LE REAZIONI di indignazione trasversali per l’attacco al contingente Unifil, che è continuato anche ieri, non hanno inciso in maniera significativa sul conflitto in Libano. «Questi attacchi costituiscono violazioni gravi del diritto internazionale e devono cessare immediatamente» le parole di condanna del ministro degli affari esteri francese Barrot, mentre convocava l’ambasciatore israeliano in Francia. «Torno a condannare quanto accaduto. Non è accettabile, viola la risoluzione 1701 dell’Onu. Stiamo «assolutamente» chiedendo a Israele di smettere di sparare ai peacekeeper, ha detto ieri il presidente statunitense Joe Biden alla stampa, ribadendo quanto già dichiarato dal segretario della Difesa Lloyd Austin nel suo dialogo con l’omologo israeliano Yoav Gallant.

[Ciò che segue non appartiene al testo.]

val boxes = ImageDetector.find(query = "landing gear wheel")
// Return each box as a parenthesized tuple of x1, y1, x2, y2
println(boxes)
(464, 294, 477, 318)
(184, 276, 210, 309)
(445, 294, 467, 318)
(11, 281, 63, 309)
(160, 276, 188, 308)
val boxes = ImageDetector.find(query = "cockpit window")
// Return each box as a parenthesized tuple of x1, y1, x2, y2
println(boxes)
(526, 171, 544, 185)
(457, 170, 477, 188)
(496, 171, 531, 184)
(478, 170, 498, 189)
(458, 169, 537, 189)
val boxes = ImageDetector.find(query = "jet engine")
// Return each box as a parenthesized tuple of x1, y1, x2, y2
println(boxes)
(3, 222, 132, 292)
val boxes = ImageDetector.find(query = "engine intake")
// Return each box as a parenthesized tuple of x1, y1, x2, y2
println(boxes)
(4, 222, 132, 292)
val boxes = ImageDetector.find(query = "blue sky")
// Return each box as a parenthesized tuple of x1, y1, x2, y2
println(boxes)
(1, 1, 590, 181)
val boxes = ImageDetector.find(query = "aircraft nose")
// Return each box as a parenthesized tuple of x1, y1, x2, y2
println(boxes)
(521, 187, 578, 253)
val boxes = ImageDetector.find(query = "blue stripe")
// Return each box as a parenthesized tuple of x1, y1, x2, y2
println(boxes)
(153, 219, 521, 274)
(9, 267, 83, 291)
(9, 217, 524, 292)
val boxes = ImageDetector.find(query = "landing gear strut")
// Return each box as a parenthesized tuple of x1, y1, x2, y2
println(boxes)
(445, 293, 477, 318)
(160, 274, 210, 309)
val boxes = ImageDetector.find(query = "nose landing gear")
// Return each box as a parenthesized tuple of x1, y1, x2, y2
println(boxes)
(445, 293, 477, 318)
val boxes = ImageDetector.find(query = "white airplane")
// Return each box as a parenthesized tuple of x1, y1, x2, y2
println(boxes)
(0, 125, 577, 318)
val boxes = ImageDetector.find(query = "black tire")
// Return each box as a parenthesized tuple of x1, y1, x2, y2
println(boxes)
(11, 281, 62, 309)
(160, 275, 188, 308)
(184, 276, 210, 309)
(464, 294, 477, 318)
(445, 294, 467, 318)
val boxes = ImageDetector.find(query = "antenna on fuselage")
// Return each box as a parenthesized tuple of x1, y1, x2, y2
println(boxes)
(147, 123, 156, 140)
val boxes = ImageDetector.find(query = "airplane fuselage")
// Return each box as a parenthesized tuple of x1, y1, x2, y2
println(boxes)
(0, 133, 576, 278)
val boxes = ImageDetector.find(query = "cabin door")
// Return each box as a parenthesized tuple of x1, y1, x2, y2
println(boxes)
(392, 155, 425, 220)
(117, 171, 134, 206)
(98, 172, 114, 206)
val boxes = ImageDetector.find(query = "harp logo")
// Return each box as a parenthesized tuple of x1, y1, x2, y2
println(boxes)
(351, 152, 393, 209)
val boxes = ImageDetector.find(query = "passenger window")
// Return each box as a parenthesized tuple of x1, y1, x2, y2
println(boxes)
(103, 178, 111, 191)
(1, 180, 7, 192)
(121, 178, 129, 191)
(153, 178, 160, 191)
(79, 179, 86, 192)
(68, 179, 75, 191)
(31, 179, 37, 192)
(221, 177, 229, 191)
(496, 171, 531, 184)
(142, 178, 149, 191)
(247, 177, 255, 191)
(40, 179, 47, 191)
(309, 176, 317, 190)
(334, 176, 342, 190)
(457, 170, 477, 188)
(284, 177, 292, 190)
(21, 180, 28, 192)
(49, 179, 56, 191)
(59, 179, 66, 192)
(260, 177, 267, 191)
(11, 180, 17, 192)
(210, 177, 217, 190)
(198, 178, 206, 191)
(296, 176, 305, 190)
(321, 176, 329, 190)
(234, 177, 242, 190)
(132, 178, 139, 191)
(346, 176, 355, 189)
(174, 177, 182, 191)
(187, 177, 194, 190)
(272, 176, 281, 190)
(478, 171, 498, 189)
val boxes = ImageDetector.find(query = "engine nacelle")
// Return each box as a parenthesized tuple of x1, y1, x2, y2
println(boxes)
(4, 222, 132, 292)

L’esercito israeliano ha colpito ieri mattina una torre di sorveglianza Unifil all’altezza di Naquoura, sul mediterraneo a sud di Tiro, dopo gli attacchi di giovedì, in cui due soldati della missione di interposizione internazionale erano rimasti feriti.

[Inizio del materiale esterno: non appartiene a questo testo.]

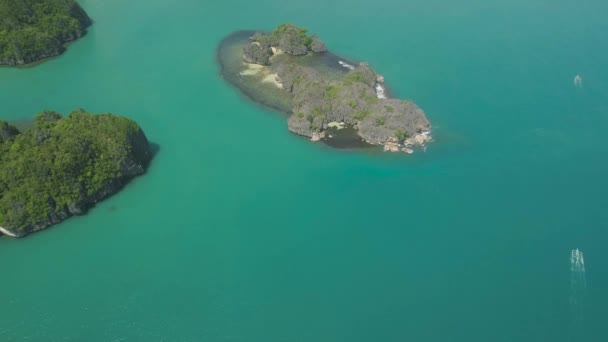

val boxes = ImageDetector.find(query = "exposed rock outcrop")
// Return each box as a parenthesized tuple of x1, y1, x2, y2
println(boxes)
(243, 23, 326, 65)
(227, 24, 432, 153)
(243, 42, 272, 65)
(311, 36, 327, 53)
(269, 24, 311, 55)
(0, 120, 20, 143)
(311, 131, 325, 142)
(275, 61, 430, 149)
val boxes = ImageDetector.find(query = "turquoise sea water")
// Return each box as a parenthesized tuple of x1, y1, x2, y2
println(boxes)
(1, 0, 607, 340)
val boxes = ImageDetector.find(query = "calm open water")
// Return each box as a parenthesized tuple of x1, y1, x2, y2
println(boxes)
(1, 0, 607, 341)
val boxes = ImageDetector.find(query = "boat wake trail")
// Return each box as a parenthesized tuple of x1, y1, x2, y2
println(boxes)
(574, 75, 583, 88)
(569, 249, 586, 339)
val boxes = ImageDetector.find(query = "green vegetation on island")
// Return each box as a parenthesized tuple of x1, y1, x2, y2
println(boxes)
(244, 24, 326, 65)
(220, 24, 431, 153)
(0, 0, 91, 65)
(0, 110, 151, 237)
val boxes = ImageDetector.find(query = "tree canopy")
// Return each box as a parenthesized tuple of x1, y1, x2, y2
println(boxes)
(0, 110, 151, 235)
(0, 0, 91, 65)
(252, 24, 316, 56)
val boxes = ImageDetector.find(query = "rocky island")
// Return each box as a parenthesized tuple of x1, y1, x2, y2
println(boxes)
(0, 0, 91, 66)
(217, 24, 431, 153)
(0, 110, 151, 237)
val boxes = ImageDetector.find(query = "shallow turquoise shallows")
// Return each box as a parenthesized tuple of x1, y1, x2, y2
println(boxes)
(1, 0, 607, 341)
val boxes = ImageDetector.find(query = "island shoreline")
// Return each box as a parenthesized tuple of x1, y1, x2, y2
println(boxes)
(216, 31, 379, 150)
(0, 226, 18, 238)
(216, 30, 294, 116)
(0, 0, 93, 67)
(0, 31, 91, 69)
(0, 110, 152, 238)
(217, 26, 432, 152)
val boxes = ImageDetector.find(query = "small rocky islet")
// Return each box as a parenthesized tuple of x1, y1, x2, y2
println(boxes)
(0, 1, 153, 238)
(0, 0, 91, 66)
(217, 24, 432, 153)
(0, 21, 431, 238)
(0, 110, 152, 237)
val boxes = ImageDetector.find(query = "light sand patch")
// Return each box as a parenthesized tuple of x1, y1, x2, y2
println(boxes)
(327, 121, 345, 130)
(270, 48, 284, 62)
(262, 73, 283, 88)
(239, 62, 283, 88)
(239, 63, 265, 76)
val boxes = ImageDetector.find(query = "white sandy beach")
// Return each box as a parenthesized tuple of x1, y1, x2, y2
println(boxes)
(261, 73, 283, 88)
(240, 63, 283, 88)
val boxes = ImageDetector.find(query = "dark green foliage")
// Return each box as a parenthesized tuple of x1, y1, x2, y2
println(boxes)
(221, 29, 432, 146)
(0, 120, 20, 143)
(354, 110, 371, 121)
(344, 64, 377, 87)
(324, 84, 342, 100)
(309, 107, 325, 130)
(344, 71, 365, 85)
(365, 95, 378, 105)
(270, 24, 312, 50)
(251, 23, 314, 56)
(246, 24, 322, 65)
(0, 109, 151, 234)
(0, 0, 91, 65)
(252, 32, 270, 48)
(311, 107, 325, 120)
(243, 42, 271, 65)
(394, 128, 408, 141)
(306, 114, 314, 124)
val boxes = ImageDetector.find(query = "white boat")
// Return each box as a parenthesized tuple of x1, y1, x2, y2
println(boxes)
(571, 248, 585, 272)
(574, 74, 583, 87)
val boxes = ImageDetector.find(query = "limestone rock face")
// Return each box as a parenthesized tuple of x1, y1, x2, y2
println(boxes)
(384, 143, 400, 152)
(278, 38, 308, 56)
(245, 23, 318, 57)
(273, 55, 430, 149)
(243, 42, 272, 65)
(350, 63, 378, 87)
(357, 100, 430, 145)
(311, 36, 327, 53)
(271, 24, 311, 55)
(310, 131, 325, 142)
(0, 121, 20, 143)
(225, 25, 432, 153)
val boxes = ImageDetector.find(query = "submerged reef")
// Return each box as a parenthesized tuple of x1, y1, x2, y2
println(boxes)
(218, 24, 432, 153)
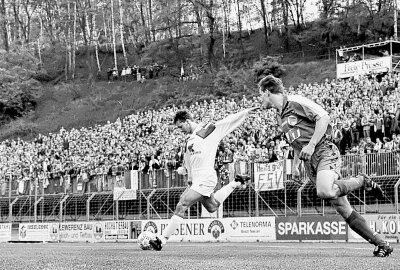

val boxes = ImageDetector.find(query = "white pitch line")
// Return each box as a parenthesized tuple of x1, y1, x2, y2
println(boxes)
(6, 243, 373, 251)
(176, 243, 372, 251)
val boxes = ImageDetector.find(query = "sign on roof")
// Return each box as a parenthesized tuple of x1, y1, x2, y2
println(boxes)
(336, 56, 391, 79)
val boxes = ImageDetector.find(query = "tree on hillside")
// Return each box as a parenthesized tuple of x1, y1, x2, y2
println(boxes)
(110, 0, 117, 70)
(0, 0, 8, 51)
(118, 0, 128, 66)
(236, 0, 245, 56)
(259, 0, 269, 47)
(319, 0, 339, 19)
(0, 0, 398, 82)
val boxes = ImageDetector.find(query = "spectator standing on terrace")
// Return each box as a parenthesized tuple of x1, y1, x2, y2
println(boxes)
(149, 108, 257, 251)
(258, 74, 393, 257)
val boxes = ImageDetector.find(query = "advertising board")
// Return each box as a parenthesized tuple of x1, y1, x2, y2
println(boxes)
(276, 216, 347, 241)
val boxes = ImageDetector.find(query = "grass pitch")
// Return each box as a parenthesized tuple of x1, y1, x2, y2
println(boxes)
(0, 242, 398, 270)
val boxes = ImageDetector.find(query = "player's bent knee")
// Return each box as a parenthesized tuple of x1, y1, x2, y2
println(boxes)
(316, 170, 339, 200)
(175, 202, 189, 217)
(205, 205, 218, 213)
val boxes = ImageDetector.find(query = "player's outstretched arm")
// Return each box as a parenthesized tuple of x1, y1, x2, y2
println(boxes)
(215, 107, 259, 138)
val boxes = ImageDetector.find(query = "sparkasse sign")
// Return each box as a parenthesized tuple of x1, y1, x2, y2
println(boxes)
(276, 216, 347, 240)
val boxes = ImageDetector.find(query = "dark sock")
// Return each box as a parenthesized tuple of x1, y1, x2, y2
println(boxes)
(334, 176, 363, 197)
(346, 210, 385, 246)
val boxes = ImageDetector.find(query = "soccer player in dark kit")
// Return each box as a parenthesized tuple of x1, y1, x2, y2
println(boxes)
(257, 75, 393, 257)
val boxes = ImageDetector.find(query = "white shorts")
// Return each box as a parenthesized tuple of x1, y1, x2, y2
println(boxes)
(190, 170, 218, 197)
(190, 182, 216, 197)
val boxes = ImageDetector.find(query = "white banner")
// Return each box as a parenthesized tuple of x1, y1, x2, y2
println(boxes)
(59, 222, 104, 242)
(348, 214, 400, 243)
(104, 221, 131, 240)
(113, 170, 138, 200)
(141, 217, 276, 242)
(142, 219, 228, 242)
(18, 223, 59, 242)
(254, 161, 285, 191)
(113, 188, 137, 200)
(0, 223, 11, 242)
(336, 56, 391, 79)
(224, 217, 276, 242)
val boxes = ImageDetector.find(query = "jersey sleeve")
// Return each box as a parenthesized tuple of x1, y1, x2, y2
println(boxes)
(214, 109, 250, 139)
(288, 95, 328, 121)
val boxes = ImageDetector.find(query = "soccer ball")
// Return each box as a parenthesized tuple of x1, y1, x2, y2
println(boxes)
(137, 230, 156, 250)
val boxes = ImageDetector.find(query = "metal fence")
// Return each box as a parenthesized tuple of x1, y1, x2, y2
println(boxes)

LA MATTINATA di ieri è passata a Beirut contando i morti e i feriti degli attacchi sui quartieri di Ras-Nabaa e di Basta, centralissimi, fuori dalla Dahieh, la Beirut sud epicentro dei bombardamenti israeliani nella capitale. E questo è già il terzo fuori dal perimetro della Dahieh. 22 morti e circa 90 feriti nell’attacco nel cuore di Beirut. Metà di loro, sfollati provenienti dal sud, civili. Il target di Israele era Wafic Safa, responsabile dell’unità di coordinazione di Hezbollah, che dice di aver ucciso. Hezbollah non ha confermato. I quartieri di Ras-Nabaa e di Basta sono quartieri popolari, ad alta densità abitativa, in cui vivono anche sunniti e cristiani, oltre alla comunità sciita.
GIOVEDÌ il bombardamento annunciato in serata su
Haret Hreik non è mai avvenuto. La guerra è anche psicologica e tende a esaurire le risorse psichiche personali e sociali. Il nervosismo è molto alto, come hanno messo in luce anche gli ultimi attacchi ai giornalisti di questi giorni, condotti per lo più da civili esasperati, come nel caso della troupe Rai di Lucia Goracci.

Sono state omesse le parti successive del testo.